Cantor, who is now No. 2 in the House Republican leadership behind Speaker John Boehner (R-OH), highlighted elements from the President’s address on Tuesday evening that offered areas of potential bipartisan cooperation, including Obama’s reference to lowering the corporate tax rate. Notably, Cantor’s description of America as a “place where you can make it,” was echoed later in Hoyer’s remarks about a Democratic agenda to help Americans “make it in America.” Cantor noted positive efforts by The Roundtable and other real estate organizations to craft an agenda focused on putting capital to work and building competitiveness here and abroad.
Panel Discussion: Real Estate No Longer “Next Shoe to Drop” But Risks Remain
Wednesday’s meeting program also included a panel discussion on commercial real estate market conditions, including positive (but uneven) improvements in equity and debt capital availability; their impact on the banking sector, where many institutions are still holding “embedded” commercial real estate losses; and policy issues that could undermine efforts to revitalize commercial mortgage secondary markets — e.g., the interaction of new “skin-in-the-game” securitization requirements under the “Dodd-Frank” financial overhaul law and accounting changes sought by the Financial Accounting Standards Board (FASB).
With Roundtable board member and Citigroup global head of real estate Thomas M. Flexner serving as moderator, the panel featured former Fed Governor Randall Kroszner (now a University of Chicago economics professor); board member Richard Saltzman, president and co-CEO of Colony Capital (and former chairman of The Roundtable’s Capital & Credit Policy Advisory Committee, RECPAC); and Eastdil Secured President D. Michael Van Konynenburg, who is the current vice chairman of RECPAC.

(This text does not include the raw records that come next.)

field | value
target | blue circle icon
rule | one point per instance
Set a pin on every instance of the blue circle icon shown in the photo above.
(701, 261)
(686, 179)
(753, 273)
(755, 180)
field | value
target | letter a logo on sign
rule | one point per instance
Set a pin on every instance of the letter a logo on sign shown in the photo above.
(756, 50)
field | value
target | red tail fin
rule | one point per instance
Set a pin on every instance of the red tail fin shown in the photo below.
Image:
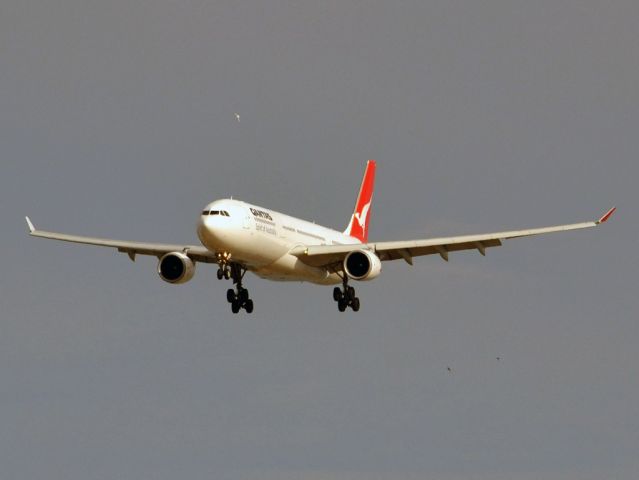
(358, 226)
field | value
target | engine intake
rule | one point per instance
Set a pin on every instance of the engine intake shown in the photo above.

Rounding out the program was U.S. Housing and Urban Development Secretary Shaun Donovan, whose wide-ranging remarks focused on:
• multi-family financing programs offered through the Federal Housing Administration (FHA) — and expected Administration and congressional efforts to overhaul policies in this area, primarily through reform of Fannie Mae and Freddie Mac;
• how the “greening” of hundreds of thousands of multi-family apartments — with energy efficiency investments by the private sector — has the potential to create millions of new jobs;
• Administration efforts to “bring public housing into the 21st century” by leveraging federal dollars with new private capital investment. Along these lines, he invited the commercial real estate industry to consider new ways of partnering with the federal government on public housing, which he called the “last bastion” of completely government-owned and operated real estate and an “anachronism” in great need of private capital.
• The need to modernize the nation’s infrastructure “in smart ways” that reflect the growing mobility of capital in the global economy (which tends to follow neighborhoods that are attractive, livable, etc.)
In conjunction with the larger State of the Industry Meeting, several Roundtable policy advisory committees met Wednesday and Thursday to talk through specific policy issues relating to taxation; energy, land use and sustainability; and the security of real estate assets and building occupants amid rising threats of “homegrown” and internationally-sponsored terrorism.